The shift away from SMS is not just a technical upgrade; it is a cultural transformation. Organizations must move beyond checkbox thinking and accept that security outcomes, not compliance reports, are the true measure of maturity. Device-bound, cryptographic methods like FIDO2 passkeys and WebAuthn are not optional luxuries—they are necessary defenses against adversaries who already exploit weaker systems daily. Implementing them requires communication, phased rollouts, and hardened recovery paths, but the investment pays off in resilience. Attackers adapt quickly; security must evolve faster. Each step up the maturity ladder brings more than just technology—it brings credibility, confidence, and trust in systems that won’t collapse under the first real attack.

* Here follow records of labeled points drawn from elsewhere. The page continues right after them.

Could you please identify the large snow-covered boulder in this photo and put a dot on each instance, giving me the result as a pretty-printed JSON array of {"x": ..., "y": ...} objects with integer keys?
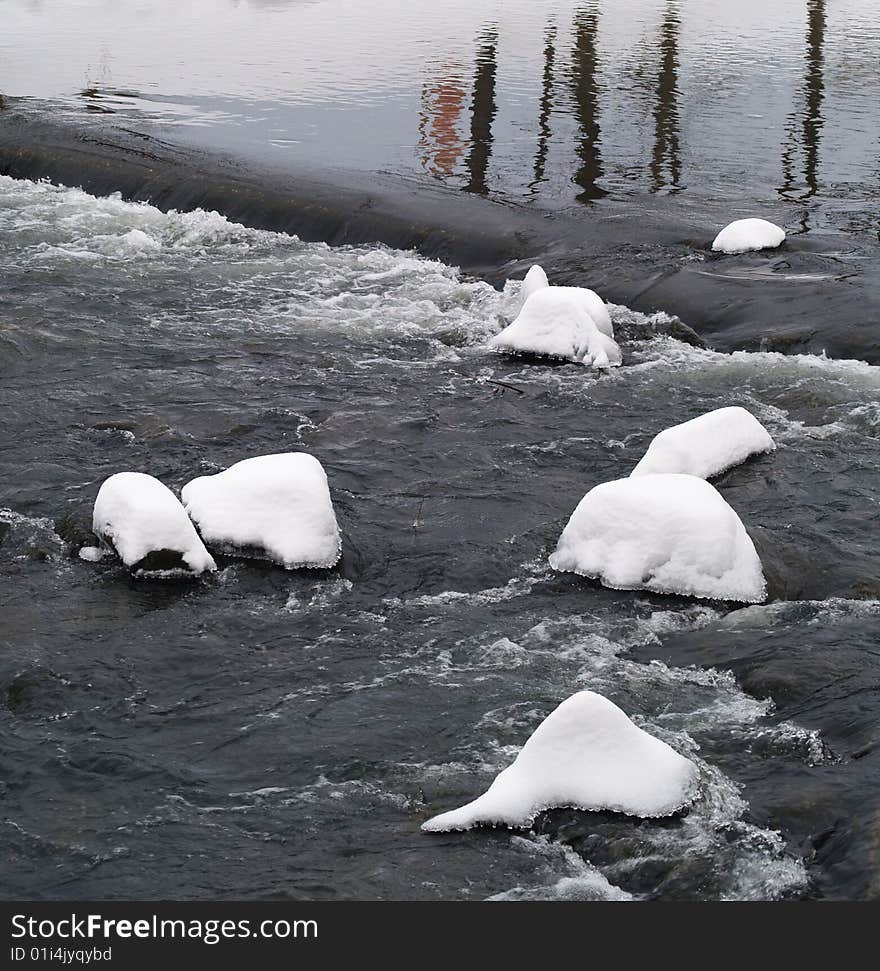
[
  {"x": 707, "y": 445},
  {"x": 556, "y": 322},
  {"x": 535, "y": 279},
  {"x": 273, "y": 507},
  {"x": 144, "y": 522},
  {"x": 668, "y": 533},
  {"x": 745, "y": 235},
  {"x": 586, "y": 754}
]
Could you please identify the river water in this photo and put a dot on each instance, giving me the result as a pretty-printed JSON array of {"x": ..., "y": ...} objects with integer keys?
[{"x": 265, "y": 734}]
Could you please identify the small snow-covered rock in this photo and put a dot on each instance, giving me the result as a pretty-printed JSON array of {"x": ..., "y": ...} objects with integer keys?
[
  {"x": 144, "y": 522},
  {"x": 745, "y": 235},
  {"x": 588, "y": 755},
  {"x": 556, "y": 322},
  {"x": 707, "y": 445},
  {"x": 535, "y": 279},
  {"x": 274, "y": 507},
  {"x": 668, "y": 533}
]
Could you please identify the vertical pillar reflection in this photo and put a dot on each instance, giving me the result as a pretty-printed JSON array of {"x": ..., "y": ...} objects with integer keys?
[
  {"x": 805, "y": 132},
  {"x": 545, "y": 105},
  {"x": 666, "y": 153},
  {"x": 483, "y": 111},
  {"x": 585, "y": 92}
]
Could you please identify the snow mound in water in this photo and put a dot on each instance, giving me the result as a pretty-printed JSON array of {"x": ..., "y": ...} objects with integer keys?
[
  {"x": 274, "y": 507},
  {"x": 143, "y": 521},
  {"x": 535, "y": 279},
  {"x": 593, "y": 304},
  {"x": 707, "y": 445},
  {"x": 555, "y": 322},
  {"x": 667, "y": 533},
  {"x": 585, "y": 755},
  {"x": 745, "y": 235}
]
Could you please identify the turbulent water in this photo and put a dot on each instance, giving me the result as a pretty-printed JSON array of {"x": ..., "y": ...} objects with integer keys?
[{"x": 261, "y": 733}]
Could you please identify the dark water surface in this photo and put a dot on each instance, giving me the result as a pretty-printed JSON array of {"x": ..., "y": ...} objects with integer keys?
[
  {"x": 270, "y": 734},
  {"x": 263, "y": 733},
  {"x": 540, "y": 101}
]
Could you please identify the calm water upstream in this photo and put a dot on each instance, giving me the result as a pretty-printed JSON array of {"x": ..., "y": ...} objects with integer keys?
[{"x": 271, "y": 734}]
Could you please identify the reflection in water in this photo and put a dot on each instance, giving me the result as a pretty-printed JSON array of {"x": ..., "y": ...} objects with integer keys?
[
  {"x": 546, "y": 106},
  {"x": 585, "y": 91},
  {"x": 440, "y": 142},
  {"x": 811, "y": 123},
  {"x": 666, "y": 148},
  {"x": 483, "y": 109}
]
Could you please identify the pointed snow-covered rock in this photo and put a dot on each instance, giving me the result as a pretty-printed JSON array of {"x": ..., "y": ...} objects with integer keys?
[
  {"x": 746, "y": 235},
  {"x": 274, "y": 507},
  {"x": 707, "y": 445},
  {"x": 535, "y": 279},
  {"x": 144, "y": 522},
  {"x": 588, "y": 755},
  {"x": 555, "y": 322},
  {"x": 668, "y": 533}
]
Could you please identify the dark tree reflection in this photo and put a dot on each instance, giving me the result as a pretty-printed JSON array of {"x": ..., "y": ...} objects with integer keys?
[
  {"x": 585, "y": 92},
  {"x": 483, "y": 110},
  {"x": 806, "y": 127},
  {"x": 666, "y": 159},
  {"x": 546, "y": 105}
]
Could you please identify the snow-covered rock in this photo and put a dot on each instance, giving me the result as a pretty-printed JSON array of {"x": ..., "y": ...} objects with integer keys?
[
  {"x": 595, "y": 306},
  {"x": 745, "y": 235},
  {"x": 143, "y": 521},
  {"x": 668, "y": 533},
  {"x": 585, "y": 755},
  {"x": 707, "y": 445},
  {"x": 535, "y": 279},
  {"x": 556, "y": 322},
  {"x": 274, "y": 507}
]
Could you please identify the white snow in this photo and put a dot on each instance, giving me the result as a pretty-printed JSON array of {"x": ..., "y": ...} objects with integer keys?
[
  {"x": 558, "y": 322},
  {"x": 668, "y": 533},
  {"x": 588, "y": 755},
  {"x": 535, "y": 279},
  {"x": 137, "y": 515},
  {"x": 274, "y": 507},
  {"x": 707, "y": 445},
  {"x": 745, "y": 235}
]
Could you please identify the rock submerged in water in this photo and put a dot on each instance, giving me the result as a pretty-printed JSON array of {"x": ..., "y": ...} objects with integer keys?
[
  {"x": 569, "y": 323},
  {"x": 707, "y": 445},
  {"x": 272, "y": 507},
  {"x": 748, "y": 235},
  {"x": 144, "y": 523},
  {"x": 587, "y": 755},
  {"x": 668, "y": 533}
]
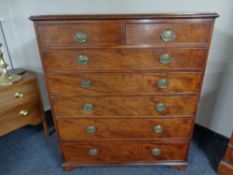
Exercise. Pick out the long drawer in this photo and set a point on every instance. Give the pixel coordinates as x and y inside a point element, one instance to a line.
<point>86,84</point>
<point>135,106</point>
<point>124,151</point>
<point>123,59</point>
<point>99,129</point>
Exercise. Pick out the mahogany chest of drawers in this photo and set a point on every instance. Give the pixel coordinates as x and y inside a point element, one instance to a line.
<point>124,89</point>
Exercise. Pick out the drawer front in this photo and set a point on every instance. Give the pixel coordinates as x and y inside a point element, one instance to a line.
<point>18,94</point>
<point>169,31</point>
<point>124,151</point>
<point>79,34</point>
<point>123,83</point>
<point>159,106</point>
<point>98,129</point>
<point>123,59</point>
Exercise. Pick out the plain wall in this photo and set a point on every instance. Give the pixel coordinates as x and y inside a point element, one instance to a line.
<point>216,106</point>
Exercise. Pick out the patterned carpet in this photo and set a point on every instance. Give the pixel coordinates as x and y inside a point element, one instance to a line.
<point>27,152</point>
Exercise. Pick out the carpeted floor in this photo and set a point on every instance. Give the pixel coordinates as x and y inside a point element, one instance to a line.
<point>27,152</point>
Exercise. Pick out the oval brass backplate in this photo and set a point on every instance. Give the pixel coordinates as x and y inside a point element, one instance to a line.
<point>168,35</point>
<point>93,152</point>
<point>160,107</point>
<point>158,129</point>
<point>85,84</point>
<point>165,59</point>
<point>91,129</point>
<point>82,59</point>
<point>162,83</point>
<point>156,152</point>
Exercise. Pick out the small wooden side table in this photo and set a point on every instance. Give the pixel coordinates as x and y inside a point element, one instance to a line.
<point>226,165</point>
<point>20,105</point>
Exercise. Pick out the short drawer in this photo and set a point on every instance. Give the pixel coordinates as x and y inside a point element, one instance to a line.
<point>169,31</point>
<point>124,151</point>
<point>123,59</point>
<point>135,106</point>
<point>79,34</point>
<point>99,129</point>
<point>123,83</point>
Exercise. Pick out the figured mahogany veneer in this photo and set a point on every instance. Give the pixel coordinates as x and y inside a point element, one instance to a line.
<point>104,75</point>
<point>123,59</point>
<point>115,107</point>
<point>123,83</point>
<point>117,152</point>
<point>76,129</point>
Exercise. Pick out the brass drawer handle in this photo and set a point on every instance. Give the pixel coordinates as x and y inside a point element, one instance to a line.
<point>160,107</point>
<point>19,95</point>
<point>90,129</point>
<point>80,37</point>
<point>23,112</point>
<point>165,59</point>
<point>158,129</point>
<point>88,107</point>
<point>85,84</point>
<point>93,152</point>
<point>156,152</point>
<point>83,59</point>
<point>162,83</point>
<point>168,35</point>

Ultimately, the legacy of SMS-based MFA should be as a stepping stone, not a destination. It introduced users to the idea that more than one credential was necessary, even if it delivered that idea imperfectly. The real legacy organizations should strive for is one of proof—authentication methods that are phishing-resistant, resistant to bypass, and resistant to social engineering. When security leaders can say with confidence that compromising a password alone is no longer enough, they have moved beyond SMS and a prayer into true multi-factor defense. That journey is cultural, technical, and ongoing, but it defines whether organizations remain vulnerable or resilient in the years ahead.